Nous répondîmes:

-- De Maillane.

-- Ho! vous n’êtes donc pas de loin... Je l’avais bien vu à votre
parler. Charretier de Maillane verse en pays de plaine.

-- Mais pas tous, mon bonhomme.

-- Allons, fit Lamouroux, c’est un dicton pour plaisanter... Et
tenez, j’ai connu, quand j’allais sur la route, un roulier de
Maillane qui était équipé, vraiment, comme saint Georges: on
l’appelait l’Ortolan.

-- Vous parlez de quelques années!

-- Ah! messieurs, je vous parle de l’époque du roulage, avant, que
les mangeurs, avec leurs chemins de fer, nous eussent tous ruinés.

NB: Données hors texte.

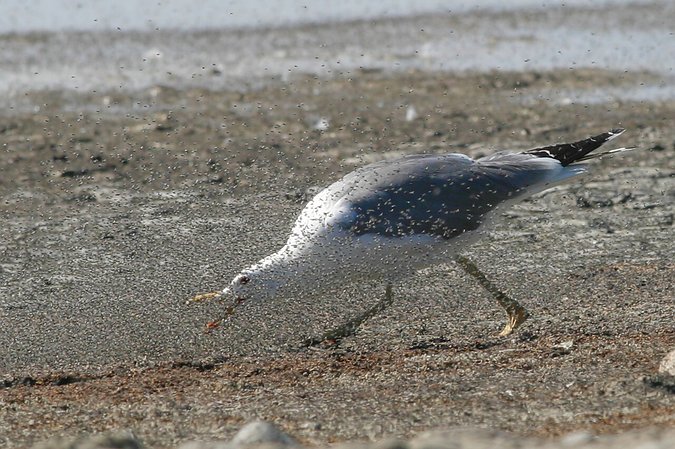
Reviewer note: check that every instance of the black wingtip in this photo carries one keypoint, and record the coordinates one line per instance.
(568, 153)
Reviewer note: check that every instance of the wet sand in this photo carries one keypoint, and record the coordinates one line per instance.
(110, 222)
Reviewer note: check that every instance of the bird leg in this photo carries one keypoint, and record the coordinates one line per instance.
(516, 314)
(350, 327)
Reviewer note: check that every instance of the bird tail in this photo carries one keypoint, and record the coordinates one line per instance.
(569, 153)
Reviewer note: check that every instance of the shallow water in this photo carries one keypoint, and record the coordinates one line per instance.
(627, 37)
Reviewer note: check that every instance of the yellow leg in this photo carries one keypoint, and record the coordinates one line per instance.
(516, 314)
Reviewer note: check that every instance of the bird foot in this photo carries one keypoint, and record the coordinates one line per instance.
(517, 316)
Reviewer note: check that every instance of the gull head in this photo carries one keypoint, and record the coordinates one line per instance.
(249, 285)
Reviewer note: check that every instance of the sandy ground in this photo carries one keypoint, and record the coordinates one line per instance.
(117, 209)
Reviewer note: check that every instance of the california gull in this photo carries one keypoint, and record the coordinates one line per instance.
(390, 218)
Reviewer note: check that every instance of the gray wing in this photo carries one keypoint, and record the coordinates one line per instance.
(428, 194)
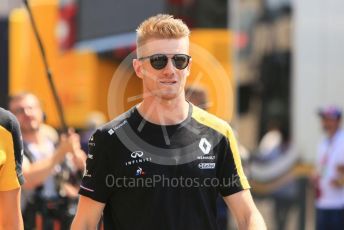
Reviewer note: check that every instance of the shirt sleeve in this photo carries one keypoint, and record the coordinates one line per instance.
(230, 173)
(97, 180)
(12, 155)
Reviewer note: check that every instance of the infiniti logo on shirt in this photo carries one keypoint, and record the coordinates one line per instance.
(136, 154)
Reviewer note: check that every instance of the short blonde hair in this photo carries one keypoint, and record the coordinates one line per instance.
(161, 26)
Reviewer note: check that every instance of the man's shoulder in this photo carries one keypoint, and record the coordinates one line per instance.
(7, 120)
(210, 120)
(109, 128)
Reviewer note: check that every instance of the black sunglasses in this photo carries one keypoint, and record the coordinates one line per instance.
(159, 61)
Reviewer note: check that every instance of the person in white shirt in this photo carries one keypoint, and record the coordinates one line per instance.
(330, 173)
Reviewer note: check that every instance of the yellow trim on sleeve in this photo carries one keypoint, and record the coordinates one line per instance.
(8, 175)
(224, 128)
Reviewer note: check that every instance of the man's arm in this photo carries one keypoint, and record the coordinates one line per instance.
(10, 214)
(37, 172)
(88, 214)
(245, 211)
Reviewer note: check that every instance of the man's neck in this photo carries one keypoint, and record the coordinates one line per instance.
(164, 112)
(31, 136)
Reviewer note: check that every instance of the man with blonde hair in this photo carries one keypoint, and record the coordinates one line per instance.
(161, 164)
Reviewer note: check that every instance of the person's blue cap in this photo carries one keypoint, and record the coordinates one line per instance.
(330, 112)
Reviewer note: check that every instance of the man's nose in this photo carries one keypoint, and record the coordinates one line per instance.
(169, 68)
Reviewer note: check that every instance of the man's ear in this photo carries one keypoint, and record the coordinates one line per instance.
(189, 67)
(138, 68)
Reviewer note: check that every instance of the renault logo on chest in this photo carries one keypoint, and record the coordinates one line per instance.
(204, 145)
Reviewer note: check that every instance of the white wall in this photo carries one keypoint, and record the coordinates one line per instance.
(318, 67)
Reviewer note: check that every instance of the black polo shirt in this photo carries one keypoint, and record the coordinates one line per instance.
(162, 177)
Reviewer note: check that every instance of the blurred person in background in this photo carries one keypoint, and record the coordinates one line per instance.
(198, 97)
(163, 63)
(275, 158)
(330, 172)
(51, 168)
(11, 176)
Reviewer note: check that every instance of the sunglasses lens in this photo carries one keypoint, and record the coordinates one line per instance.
(181, 61)
(158, 61)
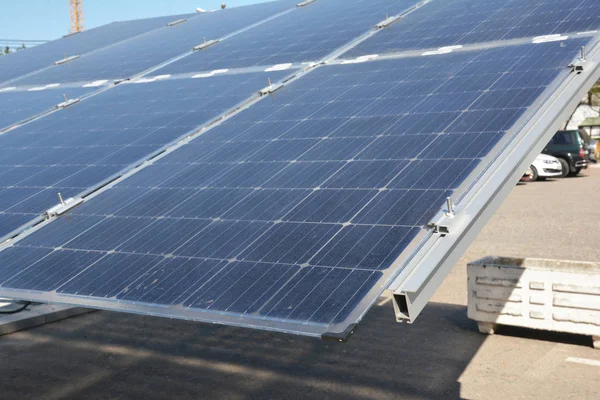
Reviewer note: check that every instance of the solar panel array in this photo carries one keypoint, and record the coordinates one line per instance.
(20, 105)
(77, 148)
(45, 55)
(461, 22)
(295, 212)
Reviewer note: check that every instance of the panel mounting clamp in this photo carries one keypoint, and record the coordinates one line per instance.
(388, 21)
(271, 88)
(441, 230)
(207, 43)
(577, 66)
(177, 22)
(66, 60)
(305, 3)
(67, 102)
(64, 206)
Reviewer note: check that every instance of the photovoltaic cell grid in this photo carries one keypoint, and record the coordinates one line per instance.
(79, 147)
(451, 22)
(290, 214)
(307, 34)
(17, 106)
(31, 60)
(126, 59)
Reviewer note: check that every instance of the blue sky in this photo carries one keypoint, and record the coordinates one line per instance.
(49, 19)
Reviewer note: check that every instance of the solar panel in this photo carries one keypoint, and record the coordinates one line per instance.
(131, 57)
(79, 147)
(295, 214)
(305, 35)
(19, 105)
(43, 56)
(459, 22)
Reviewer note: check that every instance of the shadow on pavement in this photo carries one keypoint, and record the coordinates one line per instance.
(109, 355)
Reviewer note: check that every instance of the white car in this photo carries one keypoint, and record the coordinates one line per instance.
(545, 166)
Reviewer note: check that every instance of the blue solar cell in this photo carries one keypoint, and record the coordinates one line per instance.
(304, 35)
(258, 223)
(450, 22)
(79, 147)
(30, 60)
(128, 58)
(19, 105)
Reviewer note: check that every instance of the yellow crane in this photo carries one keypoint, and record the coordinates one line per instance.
(76, 15)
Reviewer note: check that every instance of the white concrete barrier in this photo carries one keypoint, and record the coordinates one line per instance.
(553, 295)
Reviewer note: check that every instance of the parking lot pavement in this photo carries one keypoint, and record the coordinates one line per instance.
(109, 355)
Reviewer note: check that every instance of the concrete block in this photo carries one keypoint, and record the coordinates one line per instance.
(553, 295)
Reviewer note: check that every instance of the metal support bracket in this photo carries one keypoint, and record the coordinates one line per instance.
(205, 44)
(578, 66)
(66, 60)
(272, 88)
(67, 103)
(388, 21)
(441, 230)
(64, 206)
(177, 22)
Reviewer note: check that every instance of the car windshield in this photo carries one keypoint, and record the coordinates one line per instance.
(562, 138)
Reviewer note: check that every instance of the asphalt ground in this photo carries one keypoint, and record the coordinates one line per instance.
(106, 355)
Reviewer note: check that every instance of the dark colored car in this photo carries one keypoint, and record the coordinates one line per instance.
(570, 149)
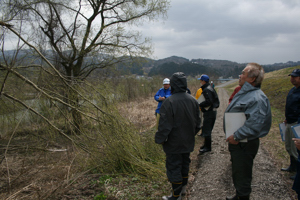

Je
vous parle, moi, de quand la foire de Beaucaire était dans sa
splendeur, de quand la première tartane qui arrivait à la foire
gagnait la prime du mouton dont la peau était pendue par les
mariniers vainqueurs au bout du grand mât du navire; je vous parle,
moi, de quand les chevaux de halage étaient insuffisants pour
remonter sur le Rhône les monceaux de marchandises qui à Beaucaire se
vendaient, et du temps où les charretiers, -- vous ne vous en
souvenez pas, vous qui êtes jeunes, -- les rouliers, les voituriers,
qui baffaient les grandes routes et s’en croyaient les maîtres,
faisaient claquer leur fouet de Marseille à Paris et de Paris à Lille
en Flandre!

Et Lamouroux, une fois lancé sur le chapitre du roulage, pendant
qu’au clair de lune sa bête cheminait tout doux, nous en tint de
taillé jusqu’au lever du soleil.

-- Ah! disait-il, il fallait voir, vers le Pont de Bon-Pas ou à la
Viste de Marseille, sur ce grand chemin de vingt-quatre pas de large,
il fallait voir ces files de charrettes chargées, de carrioles
bâchées, de haquets bien garrottés, lesquels se touchaient tous, ces
rangées d’attelages superbes, équipages de trois, de quatre, de six
bêtes, qui descendaient sur Marseille ou qui montaient sur Paris,
charriant le blé, le vin, les poches d’avoine, les ballots de morues,
les barils d’anchois ou les pains de savon, cahin-caha, bredi-breda,
et à la garde de Dieu, comme disaient alors les lettres de voiture!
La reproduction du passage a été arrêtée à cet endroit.